Conclusion and Valuable Tips

[00:00:00] Mark Tomlinson: So hopefully with all these videos, you have enough information to get yourself started with your first exploration, but I thought of a few extra tips to share with you from my experience that go above and beyond the outline that I came up with you today. And there's a few challenges that you will get if you get into this mode of exploring and working your way through the map of all the components across the system, measuring everything and the first tech critique and thought that I had, you might get challenged on the idea that there's inside out or outside in performance measurement and performance analysis in terms of load testing and such. [00:00:42][42.4]

[00:00:42] And you'll find this a lot with database people. And part of the idea is that I showed you the way I traverse the system today in the map was outside in, I was going from the external systems to the left and working across the map to the right. So as we moved across to the right, then we were at the data tier we are at the central systems distributed. So and that's called outside in performance testing.

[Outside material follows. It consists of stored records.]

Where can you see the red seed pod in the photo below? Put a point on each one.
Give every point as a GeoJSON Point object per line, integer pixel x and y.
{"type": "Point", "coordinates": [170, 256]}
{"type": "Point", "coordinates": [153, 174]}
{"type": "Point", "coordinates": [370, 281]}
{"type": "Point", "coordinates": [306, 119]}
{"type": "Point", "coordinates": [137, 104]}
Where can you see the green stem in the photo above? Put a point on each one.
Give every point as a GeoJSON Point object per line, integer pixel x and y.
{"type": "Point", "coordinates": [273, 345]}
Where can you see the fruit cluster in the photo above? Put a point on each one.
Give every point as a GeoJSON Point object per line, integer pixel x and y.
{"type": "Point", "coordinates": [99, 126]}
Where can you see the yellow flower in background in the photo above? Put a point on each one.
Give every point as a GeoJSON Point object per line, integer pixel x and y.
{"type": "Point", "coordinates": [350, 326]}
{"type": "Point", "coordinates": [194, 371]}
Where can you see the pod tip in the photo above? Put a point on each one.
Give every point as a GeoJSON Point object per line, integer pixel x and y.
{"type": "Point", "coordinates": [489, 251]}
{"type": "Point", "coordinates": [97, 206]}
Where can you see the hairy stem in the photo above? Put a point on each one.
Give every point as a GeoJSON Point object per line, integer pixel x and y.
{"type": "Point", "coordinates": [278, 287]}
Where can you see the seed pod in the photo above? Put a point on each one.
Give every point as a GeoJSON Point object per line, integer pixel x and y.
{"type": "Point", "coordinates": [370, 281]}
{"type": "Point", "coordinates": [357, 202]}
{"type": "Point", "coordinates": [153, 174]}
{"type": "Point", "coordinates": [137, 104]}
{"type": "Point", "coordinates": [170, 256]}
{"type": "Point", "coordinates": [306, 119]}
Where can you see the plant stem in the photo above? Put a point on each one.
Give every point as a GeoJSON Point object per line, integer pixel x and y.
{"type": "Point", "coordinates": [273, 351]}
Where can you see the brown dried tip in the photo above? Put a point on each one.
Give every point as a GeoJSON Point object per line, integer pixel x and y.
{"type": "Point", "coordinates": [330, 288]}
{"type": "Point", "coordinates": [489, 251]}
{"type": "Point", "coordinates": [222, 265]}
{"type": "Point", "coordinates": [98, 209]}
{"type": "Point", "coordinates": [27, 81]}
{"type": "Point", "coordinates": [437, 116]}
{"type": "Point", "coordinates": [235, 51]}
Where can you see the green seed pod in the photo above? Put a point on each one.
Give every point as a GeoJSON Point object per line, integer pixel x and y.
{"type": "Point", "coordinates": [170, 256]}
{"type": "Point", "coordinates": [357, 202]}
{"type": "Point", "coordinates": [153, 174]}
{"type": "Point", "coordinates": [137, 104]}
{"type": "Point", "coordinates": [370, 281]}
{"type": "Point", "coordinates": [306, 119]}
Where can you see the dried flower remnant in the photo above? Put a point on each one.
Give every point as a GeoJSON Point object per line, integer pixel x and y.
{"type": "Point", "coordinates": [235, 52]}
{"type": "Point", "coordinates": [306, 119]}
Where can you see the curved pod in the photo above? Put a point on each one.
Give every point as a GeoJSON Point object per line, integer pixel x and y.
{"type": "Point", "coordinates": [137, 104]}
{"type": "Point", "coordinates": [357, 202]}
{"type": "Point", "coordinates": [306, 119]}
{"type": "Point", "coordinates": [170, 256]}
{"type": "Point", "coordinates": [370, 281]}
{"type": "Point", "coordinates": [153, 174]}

And if you, if you are in working with a DBA or a database person, oftentimes they're like really bored for the first week of performance testing because you're fixing and tuning all the bottlenecks on the frontend and you're not actually putting any load on the back end. [00:01:24][42.0]

[00:01:25] So there is an approach that you can do, which is to start inside out, which is to actually generate database load specifically and so you're going to maybe generate load scripts or load tests at the database here, a JDBC, ODBC, OCI or even dotNet, SequelNet type of traffic. But you're basically going to load the database first and then as soon as that's tuned up, then you add the next layer and start generating load on the app into the database. Then when that those two layers are good, you add the third layer and then you put that in there. And the iterative process is adding more and more activity or more and more layers to the architecture as you go. [00:02:12][47.2]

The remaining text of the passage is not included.